As he read the last words M. Lesueur's brow darkened. A mare's nest indeed! An hour gone and nothing gained! Then his eye caught a footnote to the last page of the translation he had just perused.

"About the middle of this story" (the footnote said) "I found a few words in brackets that seem to have no connection with the tale. They are in French--foreigner's French and faulty--but they appear to mean: 'We are imprisoned in the garret under the leads of the long wing of the château. Our food will last only another day.'" This laconic footnote was initialled "H. F. (translator)."

The Commissary's eye brightened. Here at last was something, and something good. Rapidly he made his plans. He would start in twenty minutes with six men; he would advise Toussaint by telephone to meet him at the château with six more. The case would prove, perhaps, vastly important. He saw decorations and Paris employment; he read in imagination columns of praise in the great papers of the capital. Quitting unwillingly the realm of ambitious fancy, he took up the telephone, but before he could speak there came a sharp knock at the door, and a gendarme stood awaiting permission to address his superior.

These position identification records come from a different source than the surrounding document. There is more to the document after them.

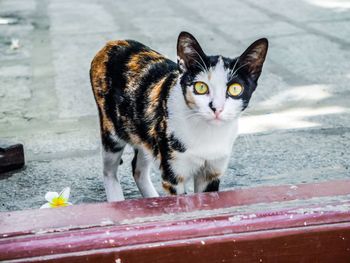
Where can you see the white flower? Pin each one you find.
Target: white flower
(57, 200)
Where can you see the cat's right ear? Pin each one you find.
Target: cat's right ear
(189, 53)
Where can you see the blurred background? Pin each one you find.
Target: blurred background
(296, 130)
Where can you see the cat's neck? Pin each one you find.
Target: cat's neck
(194, 131)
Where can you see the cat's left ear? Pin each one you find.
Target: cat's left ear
(189, 53)
(253, 58)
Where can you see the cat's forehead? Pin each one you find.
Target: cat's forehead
(217, 72)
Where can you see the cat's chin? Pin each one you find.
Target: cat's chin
(216, 122)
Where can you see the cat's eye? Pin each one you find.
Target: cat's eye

"What is it?" demanded M. Lesueur.

"A tramp, sir," replied the gendarme.

"God in heaven, man! What do I care for a tramp? Is this a workhouse? Send him away and go after him!"

"He has found two Englishmen in a dungeon," observed the gendarme with wooden persistence.

"Let him join them!" snapped M. Lesueur, angrily. Then the next moment, "What do you say? Englishmen? Where? What dungeon?"

"He asks leave to make his deposition, sir. He is not an ordinary tramp."

For a moment the commissary hesitated. The memory of those words interpolated in the third of the mysterious stories checked his impatience. Never neglect possible information.

"Bring him in," he said shortly, and replaced the telephone receiver that, all this while and to the intense irritation of the exchange, he had held vaguely in his hand.

There was ushered in a lean, scarecrow figure at whose heels (despite scuffling protests from the gendarme without) limped a black, untidy dog. The tramp bowed and began at once to speak in the slow correct French of a well-educated foreigner. He told of a dusty road along which he had toiled; of a coppice and its tempting shade; of the drowsiness of afternoon; of dream voices that were not, after all, of dream; of a mound with a mysterious grating; of a subterranean cavern and its two unusual and impatient prisoners. M. Lesueur listened in silence. The story done, he took up the telephone once again. While waiting for his connection, he addressed the senior gendarme of those present in the room.

"I want the two fastest cars brought round immediately. This fellow shall take us to his mound and we will see how far he is lying and how far telling us the truth. We will then proceed to the Château de la Hourmerie. Six men will be required to accompany me. Make your selection----'allô! 'allô!---- Toussaint?---- Is that you, Toussaint?"

And he outlined with curt efficiency the instructions laid down for his subordinate.

"In an hour," he concluded, "we meet at the Château de la Hourmerie. One hour, mind you! One hour from now." Smartly and with finality he hung up the receiver.

The Commissary was already struggling into his dust coat when there came yet a second interruption. The sound of many agitated feet in the outer office prepared the occupants of M. Lesueur's private room for threatened but not for actual invasion of their retired sanctuary. Wherefore they regarded with speechless amazement the tempestuous entry of two elegantly gowned women, one clutching the other firmly by the arm, while in close and uncomfortable attendance followed two men, one tall, white-whiskered, and conspicuous in a buff alpaca suit, the other short, stout, and shining with the sweat-drops of embarrassment.